If you want your stubborn back to start growing, you need to attack it from all angles. And you need to do it with more focus on tension rather than just how much weight you can throw around. Try these exercises.
Eagle pulldowns are essentially a chest-supported lat pulldown using a wider than usual grip. The wider grip is nicely complemented with the cables, as the cables work to load you in the right direction. This is different than what you'd get from an ultra-wide grip on regular pulldowns where the force is coming from a different direction.
Because of the direction of force from the cables, you'll be working a part of your back that usually gets left out in most back workouts. Your bitchy elbows will also enjoy the extra freedom of using two cables instead of a stiff bar.
The chest-supported position helps lock you down and focus on upper back and lat engagement. A belly-down position on a bench gives your low back a break. If you're wanting to save your low back for other exercises – deadlifts, say – chest-supported variations are a good way to manage volume for your hips and spinal erectors. And they're not so taxing on your CNS.
Spider rows are the more horizontal version of the eagle pulldown. Because of the change in cable height and force alignment, these are more useful as an exercise to hit your rhomboids and mid-traps.

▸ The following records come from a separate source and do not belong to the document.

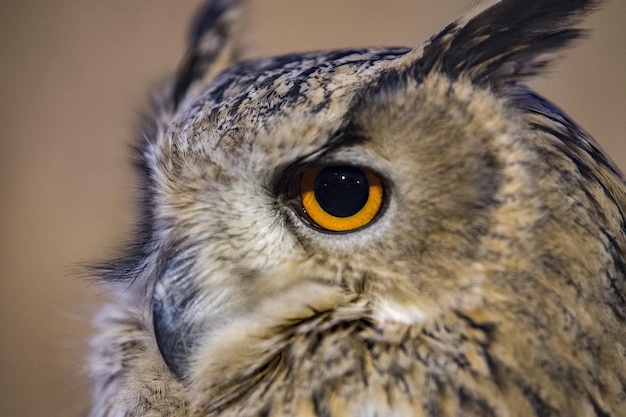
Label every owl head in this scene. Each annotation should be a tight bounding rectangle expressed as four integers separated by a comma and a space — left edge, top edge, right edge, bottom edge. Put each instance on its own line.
91, 0, 626, 416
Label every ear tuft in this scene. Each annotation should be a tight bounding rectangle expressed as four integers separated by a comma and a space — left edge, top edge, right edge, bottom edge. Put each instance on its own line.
172, 0, 245, 110
414, 0, 600, 85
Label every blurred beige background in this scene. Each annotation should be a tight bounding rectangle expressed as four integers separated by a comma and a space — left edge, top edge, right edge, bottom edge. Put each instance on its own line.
0, 0, 626, 417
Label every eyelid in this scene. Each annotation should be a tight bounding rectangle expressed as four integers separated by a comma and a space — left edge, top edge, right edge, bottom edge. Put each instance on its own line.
285, 161, 388, 233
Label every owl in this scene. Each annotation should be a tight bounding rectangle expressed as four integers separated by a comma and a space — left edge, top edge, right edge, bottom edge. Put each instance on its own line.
89, 0, 626, 417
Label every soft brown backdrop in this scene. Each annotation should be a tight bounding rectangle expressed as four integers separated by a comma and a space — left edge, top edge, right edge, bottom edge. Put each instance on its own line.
0, 0, 626, 417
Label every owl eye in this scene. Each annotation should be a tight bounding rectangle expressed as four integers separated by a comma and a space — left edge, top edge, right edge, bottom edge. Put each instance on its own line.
300, 166, 383, 232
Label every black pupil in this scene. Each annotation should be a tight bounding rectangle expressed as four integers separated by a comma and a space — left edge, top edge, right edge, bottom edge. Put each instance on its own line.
315, 167, 369, 217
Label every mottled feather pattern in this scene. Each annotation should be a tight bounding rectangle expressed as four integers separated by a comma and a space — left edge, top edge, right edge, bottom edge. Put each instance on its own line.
90, 0, 626, 417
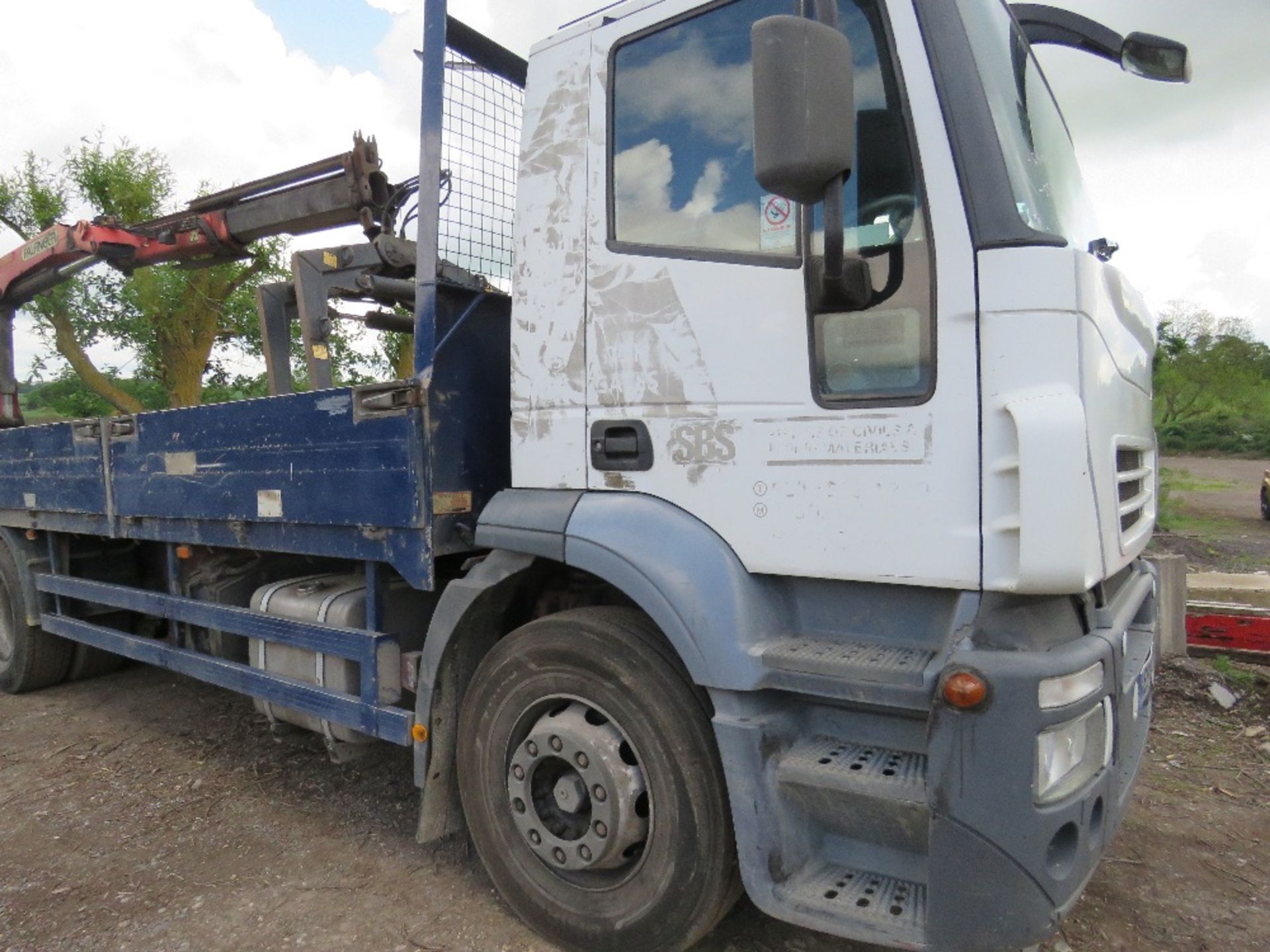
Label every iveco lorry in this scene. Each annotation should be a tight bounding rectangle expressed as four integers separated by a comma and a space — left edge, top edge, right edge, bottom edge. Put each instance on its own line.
0, 0, 1190, 952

Just like eagle pulldowns, spider rows are chest-supported and more back friendly than bent-over rows. For more targeted volume for your mid-back, spider rows are one to add to the toolbox.
Eagle pulldowns and spider rows work because they offer an alternative angle to more traditional back workouts. Instead of regular lat pulldowns, try using eagle pulldowns for a few weeks.
Seated cable rows are old news! Put a new angle on your horizontal pulls by using spider rows instead. Both of these work well as secondary exercises. Try sets of 12-15 reps.